In general, $\mathbb{HP}^n$ has a cell structure with one cell in each dimension which is a multiple of 4, up to $4n$. Accordingly, its cohomology ring is $\Z[v]/v^{n+1}$, where $v$ is a 4-dimensional generator. This is analogous to complex projective space. It also follows from rational homotopy theory that $\mathbb{HP}^n$ has infinite homotopy groups only in dimensions 4 and $4n+3$.

==Differential geometry==

$\mathbb{HP}^n$ carries a natural Riemannian metric analogous to the Fubini-Study metric on $\mathbb{CP}^n$, with respect to which it is a compact quaternion-Kähler symmetric space with positive curvature.

Quaternionic projective space can be represented as the coset space

$\mathbb{HP}^n = \operatorname{Sp}(n+1)/\operatorname{Sp}(n)\times\operatorname{Sp}(1)$

where $\operatorname{Sp}(n)$ is the compact symplectic group.

===Characteristic classes===

Since $\mathbb{HP}^1=S^4$, its tangent bundle is stably trivial.
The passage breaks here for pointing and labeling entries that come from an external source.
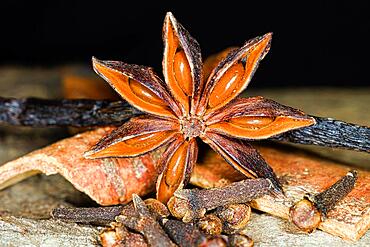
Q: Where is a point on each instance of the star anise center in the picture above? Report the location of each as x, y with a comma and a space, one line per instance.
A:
192, 126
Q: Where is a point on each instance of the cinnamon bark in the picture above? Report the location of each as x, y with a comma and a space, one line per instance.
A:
87, 113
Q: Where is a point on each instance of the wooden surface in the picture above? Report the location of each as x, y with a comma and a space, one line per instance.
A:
300, 173
19, 200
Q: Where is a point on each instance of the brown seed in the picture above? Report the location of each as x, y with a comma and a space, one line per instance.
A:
225, 88
182, 72
210, 224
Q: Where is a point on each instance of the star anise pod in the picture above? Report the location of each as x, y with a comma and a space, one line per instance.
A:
185, 107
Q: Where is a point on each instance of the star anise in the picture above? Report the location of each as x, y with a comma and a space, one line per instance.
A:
186, 107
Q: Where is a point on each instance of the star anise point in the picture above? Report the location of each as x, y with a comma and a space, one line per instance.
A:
184, 107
The tangent bundles of the rest have nontrivial Stiefel–Whitney and Pontryagin classes. The total classes are given by the following formulas:

$w(\mathbb{HP}^n) = (1+u)^{n+1}$
$p(\mathbb{HP}^n) = (1+v)^{2n+2} (1+4v)^{-1}$

where $v$ is the generator of $H^4(\mathbb{HP}^n;\Z)$ and $u$ is its reduction mod 2.

==Special cases==

===Quaternionic projective line===
The one-dimensional projective space over $\mathbb{H}$ is called the "projective line" in generalization of the complex projective line. For example, it was used (implicitly) in 1947 by P. G. Gormley to extend the Möbius group to the quaternion context with linear fractional transformations. For the linear fractional transformations of an associative ring with 1, see projective line over a ring and the homography group GL(2,A).
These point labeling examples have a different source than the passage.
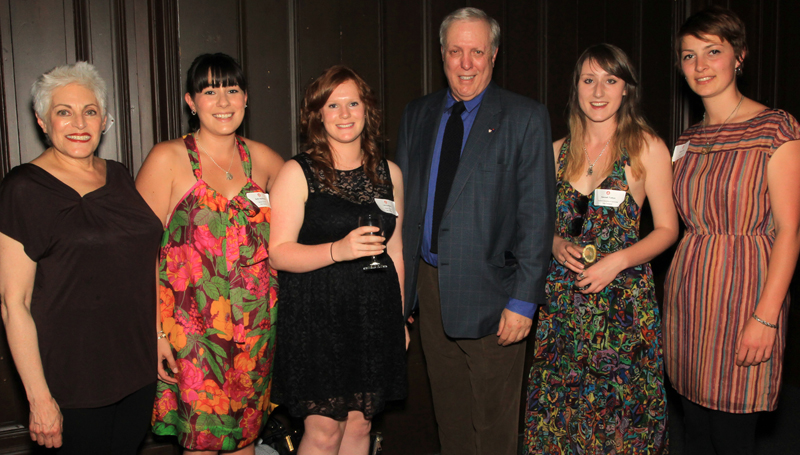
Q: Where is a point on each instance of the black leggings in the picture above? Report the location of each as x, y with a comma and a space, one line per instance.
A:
709, 432
116, 429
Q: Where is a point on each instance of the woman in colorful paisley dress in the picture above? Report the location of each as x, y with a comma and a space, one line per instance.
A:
737, 191
217, 292
341, 354
596, 385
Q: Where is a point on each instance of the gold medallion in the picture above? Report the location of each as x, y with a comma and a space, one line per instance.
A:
589, 254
From the topological point of view the quaternionic projective line is the 4-sphere, and in fact these are diffeomorphic manifolds. The fibration mentioned previously is from the 7-sphere, and is an example of a Hopf fibration.
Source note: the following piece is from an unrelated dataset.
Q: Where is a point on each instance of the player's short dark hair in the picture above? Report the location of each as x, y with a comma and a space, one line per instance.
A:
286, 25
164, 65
Explicit expressions for coordinates for the 4-sphere can be found in the article on the Fubini–Study metric.

===Quaternionic projective plane===
The 8-dimensional $\mathbb{HP}^{2}$ has a circle action, by the group of complex scalars of absolute value 1 acting on the other side (so on the right, as the convention for the action of c above is on the left). Therefore, the quotient manifold

$\mathbb{HP}^{2}/\mathrm{U}(1)$

may be taken, writing U(1) for the circle group. It has been shown that this quotient is the 7-sphere, a result of Vladimir Arnold from 1996, later rediscovered by Edward Witten and Michael Atiyah. It is called quaternionic Arnold–Kuiper–Massey theorem.